First quarter earnings season is in full swing, and as we’ve seen in prior quarters, analysts have been too conservative with their initial estimates. Much of last week, however, investors fretted over how quickly the Fed might raise interest rates.

Let’s take a quick look at the profit numbers.

With 20% of S&P 500 companies having reported Q1 earnings through April 22, S&P 500 profits are forecast to rise a respectable 7.3% versus one year ago, according to Refinitiv. As of April 1, the projection for Q1 was 6.4%.

So far, 78% of the S&P 500 companies that have reported have topped profit expectations. In other words, profits exceeded the consensus (mean) profit forecast issued by analysts.

It’s not unusual for most companies to top analyst profit expectations, according to FactSet, and we typically see earnings projections rise as the reporting season unfolds.

According to FactSet, the earnings growth rate has increased by an average of 5.5 percentage points over the past ten years (from the start of earnings season to its conclusion) due to the number and magnitude of positive earnings surprises.

If that trend continues, Q1 earnings projections could top 10%. But this is simply an estimate. As we know, past trends do not guarantee future results. But the early results are encouraging.

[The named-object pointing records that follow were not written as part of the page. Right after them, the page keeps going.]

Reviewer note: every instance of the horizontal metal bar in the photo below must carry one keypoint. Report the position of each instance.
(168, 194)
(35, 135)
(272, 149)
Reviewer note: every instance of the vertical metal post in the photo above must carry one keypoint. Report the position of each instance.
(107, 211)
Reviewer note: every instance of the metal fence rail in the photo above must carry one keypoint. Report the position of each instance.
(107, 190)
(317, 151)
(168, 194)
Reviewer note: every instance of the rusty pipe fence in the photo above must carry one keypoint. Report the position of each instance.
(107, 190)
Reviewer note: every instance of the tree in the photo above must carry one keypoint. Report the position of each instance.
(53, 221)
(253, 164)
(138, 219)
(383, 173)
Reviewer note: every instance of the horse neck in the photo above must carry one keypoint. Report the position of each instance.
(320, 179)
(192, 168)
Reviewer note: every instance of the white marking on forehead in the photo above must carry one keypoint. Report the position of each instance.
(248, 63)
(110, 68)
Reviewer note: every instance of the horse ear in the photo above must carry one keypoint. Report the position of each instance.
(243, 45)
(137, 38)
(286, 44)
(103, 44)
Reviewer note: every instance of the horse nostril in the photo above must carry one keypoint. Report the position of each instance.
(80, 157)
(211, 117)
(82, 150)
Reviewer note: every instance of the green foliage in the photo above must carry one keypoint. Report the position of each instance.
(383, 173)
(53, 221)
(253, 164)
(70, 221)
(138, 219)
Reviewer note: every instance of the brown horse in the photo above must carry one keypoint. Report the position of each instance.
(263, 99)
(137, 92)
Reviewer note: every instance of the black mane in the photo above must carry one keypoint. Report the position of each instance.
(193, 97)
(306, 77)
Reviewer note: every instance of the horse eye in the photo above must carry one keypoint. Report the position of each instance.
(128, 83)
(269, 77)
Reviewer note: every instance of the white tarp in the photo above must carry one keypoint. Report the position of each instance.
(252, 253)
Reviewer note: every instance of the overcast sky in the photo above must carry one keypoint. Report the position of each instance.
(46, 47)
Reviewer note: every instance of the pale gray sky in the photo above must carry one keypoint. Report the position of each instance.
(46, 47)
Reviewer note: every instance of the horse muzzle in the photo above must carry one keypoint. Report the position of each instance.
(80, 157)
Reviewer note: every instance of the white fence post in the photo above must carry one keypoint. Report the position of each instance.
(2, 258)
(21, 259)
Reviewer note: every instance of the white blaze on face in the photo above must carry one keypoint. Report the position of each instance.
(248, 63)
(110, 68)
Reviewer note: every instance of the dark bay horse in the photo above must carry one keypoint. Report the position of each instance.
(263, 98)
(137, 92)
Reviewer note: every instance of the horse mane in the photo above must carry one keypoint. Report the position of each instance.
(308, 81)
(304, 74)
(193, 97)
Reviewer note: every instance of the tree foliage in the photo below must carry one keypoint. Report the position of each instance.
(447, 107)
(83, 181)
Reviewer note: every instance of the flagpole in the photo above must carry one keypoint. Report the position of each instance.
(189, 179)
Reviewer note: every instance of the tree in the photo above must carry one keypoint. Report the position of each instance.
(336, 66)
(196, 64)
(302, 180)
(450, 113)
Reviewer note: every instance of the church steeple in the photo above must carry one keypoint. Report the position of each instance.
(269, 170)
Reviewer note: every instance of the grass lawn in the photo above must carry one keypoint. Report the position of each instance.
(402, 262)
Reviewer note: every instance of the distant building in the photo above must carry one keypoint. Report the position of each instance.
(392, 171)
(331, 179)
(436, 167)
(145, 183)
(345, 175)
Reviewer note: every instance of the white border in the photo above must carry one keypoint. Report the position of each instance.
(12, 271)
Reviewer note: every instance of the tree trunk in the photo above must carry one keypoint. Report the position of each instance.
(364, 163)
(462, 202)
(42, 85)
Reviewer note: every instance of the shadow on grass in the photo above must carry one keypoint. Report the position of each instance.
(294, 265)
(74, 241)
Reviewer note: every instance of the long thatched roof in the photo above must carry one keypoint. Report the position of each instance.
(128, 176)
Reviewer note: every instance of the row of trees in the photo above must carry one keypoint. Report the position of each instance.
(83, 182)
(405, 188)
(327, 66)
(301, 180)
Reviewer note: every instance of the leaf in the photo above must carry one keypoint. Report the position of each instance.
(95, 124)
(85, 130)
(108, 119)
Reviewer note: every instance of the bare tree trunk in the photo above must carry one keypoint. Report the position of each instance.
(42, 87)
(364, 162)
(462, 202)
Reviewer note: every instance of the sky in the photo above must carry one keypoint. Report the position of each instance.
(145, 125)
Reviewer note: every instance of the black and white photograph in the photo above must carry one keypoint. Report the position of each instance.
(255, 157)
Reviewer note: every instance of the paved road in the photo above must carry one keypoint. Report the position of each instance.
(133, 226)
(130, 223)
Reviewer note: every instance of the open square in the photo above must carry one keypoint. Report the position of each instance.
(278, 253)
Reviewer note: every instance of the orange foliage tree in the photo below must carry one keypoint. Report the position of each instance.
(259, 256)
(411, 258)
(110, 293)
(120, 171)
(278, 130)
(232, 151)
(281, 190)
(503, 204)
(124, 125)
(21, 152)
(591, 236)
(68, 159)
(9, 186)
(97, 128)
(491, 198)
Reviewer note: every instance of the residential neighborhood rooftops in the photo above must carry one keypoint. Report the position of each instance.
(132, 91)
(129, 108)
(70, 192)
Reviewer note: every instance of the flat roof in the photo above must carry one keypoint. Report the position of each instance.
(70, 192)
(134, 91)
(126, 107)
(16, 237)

What’s helping fuel earnings growth? The biggest contributor is an expanding economy. Firms in the S&P 500 are made up of large publicly traded companies. For many, the biggest influence on sales is economic activity. Today, the economy is expanding, and it is being reflected in earnings growth.

But in today’s inflationary environment, investors are also looking at profit margins. How firms are managing rising costs and their ability to pass along higher costs are under the microscope.

The Q1 2022 S&P 500 profit margin is forecast to decline from Q4 2021, but it is expected to land at a historically high level.

Why are profits important? They have a big influence on the direction of stock prices. Today, there is what might be called a ‘tug of war’ going on between the tailwind from higher earnings and the stiff headwind from rising interest rates. We saw that reflected in last week’s volatility.